For a second we stood listening to the rain, each of us wondering what the others would say. It was Charters, thrusting out his bony face, who spoke-irritably. "Not guilty," said Charters. "Not guilty," said Evelyn. "Not guilty," said I.
"Well, Lord love-a-duck " breathed H.M., craning round at us. His almost invisible eyebrows went up to join the wrinkles in his forehead. "Burn me, but I don't understand your mental processes! Look here. First there comes in a gal who tells a straight story and also behaves in a way which appears to demonstrate her innocence pretty conclusively, to say nothing of showin' of her own accord that the burgled window is all eyewash. And Ken looks dubious, even though he votes her not guilty, and the Evelyn wench reserves judgment with ominous wags of her black cap.
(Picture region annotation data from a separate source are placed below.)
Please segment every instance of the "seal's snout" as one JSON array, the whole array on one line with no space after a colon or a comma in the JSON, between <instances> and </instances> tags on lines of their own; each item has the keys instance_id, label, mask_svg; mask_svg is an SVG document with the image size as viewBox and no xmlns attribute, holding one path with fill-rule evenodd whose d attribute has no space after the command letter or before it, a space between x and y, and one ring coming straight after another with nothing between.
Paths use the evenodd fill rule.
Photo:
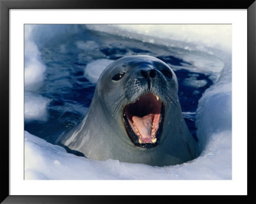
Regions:
<instances>
[{"instance_id":1,"label":"seal's snout","mask_svg":"<svg viewBox=\"0 0 256 204\"><path fill-rule=\"evenodd\" d=\"M163 116L163 104L152 93L144 94L136 102L127 104L124 122L134 145L147 148L156 146L162 132Z\"/></svg>"}]
</instances>

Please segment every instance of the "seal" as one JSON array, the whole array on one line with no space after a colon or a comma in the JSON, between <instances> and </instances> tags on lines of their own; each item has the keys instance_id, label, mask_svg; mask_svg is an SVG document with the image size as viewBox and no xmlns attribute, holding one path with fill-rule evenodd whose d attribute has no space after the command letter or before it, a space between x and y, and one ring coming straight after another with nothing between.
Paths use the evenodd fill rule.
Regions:
<instances>
[{"instance_id":1,"label":"seal","mask_svg":"<svg viewBox=\"0 0 256 204\"><path fill-rule=\"evenodd\" d=\"M177 92L174 72L160 59L120 58L102 73L83 120L56 143L95 160L159 166L193 160L197 143Z\"/></svg>"}]
</instances>

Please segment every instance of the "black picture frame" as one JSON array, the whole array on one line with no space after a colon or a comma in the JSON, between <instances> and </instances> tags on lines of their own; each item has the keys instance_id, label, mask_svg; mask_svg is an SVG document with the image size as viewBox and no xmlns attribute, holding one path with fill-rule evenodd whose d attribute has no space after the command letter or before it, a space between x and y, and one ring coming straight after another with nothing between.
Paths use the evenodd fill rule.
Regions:
<instances>
[{"instance_id":1,"label":"black picture frame","mask_svg":"<svg viewBox=\"0 0 256 204\"><path fill-rule=\"evenodd\" d=\"M1 190L3 203L105 203L158 202L255 203L255 144L254 120L256 115L256 2L255 0L179 0L145 2L130 0L0 0L0 123ZM246 9L248 13L248 195L247 196L10 196L9 194L9 10L10 9ZM244 110L246 111L246 110Z\"/></svg>"}]
</instances>

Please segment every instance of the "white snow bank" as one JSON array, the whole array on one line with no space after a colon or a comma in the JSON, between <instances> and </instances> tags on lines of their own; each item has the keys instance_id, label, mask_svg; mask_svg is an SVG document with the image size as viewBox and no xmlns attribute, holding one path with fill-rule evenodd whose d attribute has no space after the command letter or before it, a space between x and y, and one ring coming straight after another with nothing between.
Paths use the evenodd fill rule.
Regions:
<instances>
[{"instance_id":1,"label":"white snow bank","mask_svg":"<svg viewBox=\"0 0 256 204\"><path fill-rule=\"evenodd\" d=\"M227 65L218 81L207 89L198 101L196 114L196 135L200 150L208 146L214 135L223 134L223 138L232 134L232 70ZM227 132L228 131L228 132ZM231 148L231 146L230 146ZM223 155L223 157L230 155Z\"/></svg>"},{"instance_id":2,"label":"white snow bank","mask_svg":"<svg viewBox=\"0 0 256 204\"><path fill-rule=\"evenodd\" d=\"M25 179L39 180L196 180L231 179L230 139L216 134L205 153L180 165L154 167L99 161L68 153L58 145L25 131ZM230 135L227 132L227 135ZM138 173L143 172L143 173Z\"/></svg>"},{"instance_id":3,"label":"white snow bank","mask_svg":"<svg viewBox=\"0 0 256 204\"><path fill-rule=\"evenodd\" d=\"M88 63L84 69L84 76L93 84L96 84L103 70L113 60L99 59Z\"/></svg>"},{"instance_id":4,"label":"white snow bank","mask_svg":"<svg viewBox=\"0 0 256 204\"><path fill-rule=\"evenodd\" d=\"M24 84L26 90L35 90L42 84L46 70L41 53L32 36L35 26L24 26Z\"/></svg>"},{"instance_id":5,"label":"white snow bank","mask_svg":"<svg viewBox=\"0 0 256 204\"><path fill-rule=\"evenodd\" d=\"M51 100L41 95L25 91L24 120L47 121L48 118L47 106Z\"/></svg>"},{"instance_id":6,"label":"white snow bank","mask_svg":"<svg viewBox=\"0 0 256 204\"><path fill-rule=\"evenodd\" d=\"M76 42L76 45L77 48L86 51L92 51L97 48L99 48L98 44L94 41L77 41Z\"/></svg>"},{"instance_id":7,"label":"white snow bank","mask_svg":"<svg viewBox=\"0 0 256 204\"><path fill-rule=\"evenodd\" d=\"M149 37L153 36L193 43L197 44L198 49L211 47L230 52L232 47L232 25L227 24L89 24L86 27L150 43L156 42Z\"/></svg>"}]
</instances>

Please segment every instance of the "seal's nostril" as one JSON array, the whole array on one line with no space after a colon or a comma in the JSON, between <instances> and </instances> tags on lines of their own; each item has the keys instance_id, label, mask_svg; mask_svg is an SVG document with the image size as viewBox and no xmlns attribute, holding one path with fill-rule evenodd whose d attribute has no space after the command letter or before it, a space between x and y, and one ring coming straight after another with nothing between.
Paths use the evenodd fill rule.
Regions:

Next, there walks in a man who tells us a story amountin' to this; a burglar from outside has broken the catch of the window from inside, has raised a window which ordinarily sticks so much they can't usually raise it themselves, has done all this without any noise except a very faint crack, and, to cap it all, has commenced his house-breakin' almost as soon as Antrim has switched off a light upstairs. Oh, my eye. And no sooner do you hear it than you all triumphantly sing out, `Not guilty.' You too, Charters. Are you goin' to plead masculine intuition?"
"There has got to be such a thing as masculine intuition," returned Charters with asperity, "or nobody would ever succeed in business. Only, it's never talked about. It's taken for granted. And therefore I tell you that the look of that young fellow-"
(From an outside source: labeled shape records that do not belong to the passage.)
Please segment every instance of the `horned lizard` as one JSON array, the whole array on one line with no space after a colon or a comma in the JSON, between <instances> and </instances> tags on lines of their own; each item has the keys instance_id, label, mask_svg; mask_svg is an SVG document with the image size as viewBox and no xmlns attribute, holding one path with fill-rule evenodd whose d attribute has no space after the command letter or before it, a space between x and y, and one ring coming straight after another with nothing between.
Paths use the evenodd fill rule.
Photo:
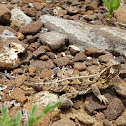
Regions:
<instances>
[{"instance_id":1,"label":"horned lizard","mask_svg":"<svg viewBox=\"0 0 126 126\"><path fill-rule=\"evenodd\" d=\"M119 74L120 64L111 60L110 63L101 72L94 75L80 76L77 74L73 77L73 69L62 68L57 72L57 78L51 82L38 82L34 83L42 86L43 90L51 90L54 92L64 91L65 94L61 95L60 98L71 99L77 95L83 95L93 92L94 95L103 102L108 103L107 98L101 95L100 90L106 89L109 86L109 81Z\"/></svg>"}]
</instances>

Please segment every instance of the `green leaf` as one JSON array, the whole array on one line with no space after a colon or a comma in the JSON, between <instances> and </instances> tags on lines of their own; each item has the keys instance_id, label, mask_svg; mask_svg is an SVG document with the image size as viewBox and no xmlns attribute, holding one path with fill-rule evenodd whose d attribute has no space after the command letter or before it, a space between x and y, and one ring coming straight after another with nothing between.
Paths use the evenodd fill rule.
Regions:
<instances>
[{"instance_id":1,"label":"green leaf","mask_svg":"<svg viewBox=\"0 0 126 126\"><path fill-rule=\"evenodd\" d=\"M108 8L110 20L111 20L112 13L119 8L121 0L103 0L103 2Z\"/></svg>"},{"instance_id":2,"label":"green leaf","mask_svg":"<svg viewBox=\"0 0 126 126\"><path fill-rule=\"evenodd\" d=\"M110 4L109 4L109 0L103 0L103 2L104 2L104 4L105 4L105 6L108 8L108 10L109 10L109 8L110 8Z\"/></svg>"},{"instance_id":3,"label":"green leaf","mask_svg":"<svg viewBox=\"0 0 126 126\"><path fill-rule=\"evenodd\" d=\"M20 124L21 124L21 111L19 111L17 113L15 121L16 121L17 126L20 126Z\"/></svg>"},{"instance_id":4,"label":"green leaf","mask_svg":"<svg viewBox=\"0 0 126 126\"><path fill-rule=\"evenodd\" d=\"M48 105L46 105L44 107L41 114L37 117L35 117L35 115L37 113L38 106L37 105L33 106L32 113L29 113L29 119L28 119L27 126L33 126L44 115L46 115L48 112L52 111L54 108L58 107L59 105L61 105L64 102L65 102L65 100L60 100L60 101L56 102L55 104L49 103Z\"/></svg>"}]
</instances>

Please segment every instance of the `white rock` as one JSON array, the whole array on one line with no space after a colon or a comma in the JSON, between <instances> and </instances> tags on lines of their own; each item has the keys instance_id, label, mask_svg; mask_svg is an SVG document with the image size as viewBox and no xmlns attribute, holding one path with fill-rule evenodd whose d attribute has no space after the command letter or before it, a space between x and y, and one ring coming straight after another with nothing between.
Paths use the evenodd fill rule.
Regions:
<instances>
[{"instance_id":1,"label":"white rock","mask_svg":"<svg viewBox=\"0 0 126 126\"><path fill-rule=\"evenodd\" d=\"M18 8L11 10L11 20L18 20L22 25L27 25L32 22L32 19Z\"/></svg>"}]
</instances>

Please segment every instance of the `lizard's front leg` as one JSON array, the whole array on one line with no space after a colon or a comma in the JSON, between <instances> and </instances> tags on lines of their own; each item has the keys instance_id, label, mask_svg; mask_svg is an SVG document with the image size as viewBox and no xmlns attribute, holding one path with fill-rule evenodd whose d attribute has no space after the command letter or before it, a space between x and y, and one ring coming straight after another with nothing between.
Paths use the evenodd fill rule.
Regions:
<instances>
[{"instance_id":1,"label":"lizard's front leg","mask_svg":"<svg viewBox=\"0 0 126 126\"><path fill-rule=\"evenodd\" d=\"M100 100L100 102L103 102L104 104L108 104L108 99L104 95L101 95L101 92L97 85L95 84L92 85L92 92Z\"/></svg>"}]
</instances>

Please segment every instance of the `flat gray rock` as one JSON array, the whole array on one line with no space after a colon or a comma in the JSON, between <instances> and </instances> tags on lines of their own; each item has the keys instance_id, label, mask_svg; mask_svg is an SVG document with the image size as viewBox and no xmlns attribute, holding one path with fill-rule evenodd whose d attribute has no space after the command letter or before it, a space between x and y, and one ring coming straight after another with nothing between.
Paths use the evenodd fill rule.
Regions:
<instances>
[{"instance_id":1,"label":"flat gray rock","mask_svg":"<svg viewBox=\"0 0 126 126\"><path fill-rule=\"evenodd\" d=\"M64 34L51 31L40 34L41 43L49 46L51 49L59 49L68 42L68 37Z\"/></svg>"},{"instance_id":2,"label":"flat gray rock","mask_svg":"<svg viewBox=\"0 0 126 126\"><path fill-rule=\"evenodd\" d=\"M0 70L13 69L21 65L19 53L24 53L26 45L14 36L14 30L0 26Z\"/></svg>"},{"instance_id":3,"label":"flat gray rock","mask_svg":"<svg viewBox=\"0 0 126 126\"><path fill-rule=\"evenodd\" d=\"M126 55L126 31L123 29L94 26L49 15L42 15L40 21L49 30L66 34L70 44L102 50L116 49Z\"/></svg>"}]
</instances>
"Here! You, of all people, aren't goin' to hold to the belief that a murderer always looks like a murderer?"
"I submit," said Charters, "that at least it's much more sensible than the detective-story belief that a murderer never looks like one. I think we've gone too far in the other direction. Yes, I know all the old outworn fallacies: Lombroso is nonsense, and there's no such thing as a criminal type. That's not quite what Lombroso said, by the way; but let it pass. In general, I agree. You or I or Blake or anyone might be a thief and a murderer. We might even be able to, fool the police. But, whatever we said to the police, we should never talk as Larry Antrim has talked to us to-night."
"All of you like to get the old man in a corner, don't you?" asked H.M. querulously. "Nothin' delights your souls more than to see me done again. Well, then, riddle me this. Dr.
A. says burglar. Mrs. A. says no burglar. Which of 'em lied?"
"Has it occurred to you," said Charters, "that neither of them lied? Suppose a burglar did get into the house-by some other window, or door, or something-and made those very obvious marks on a window in order to throw suspicion on the Antrims, and make us think that they made the marks themselves?"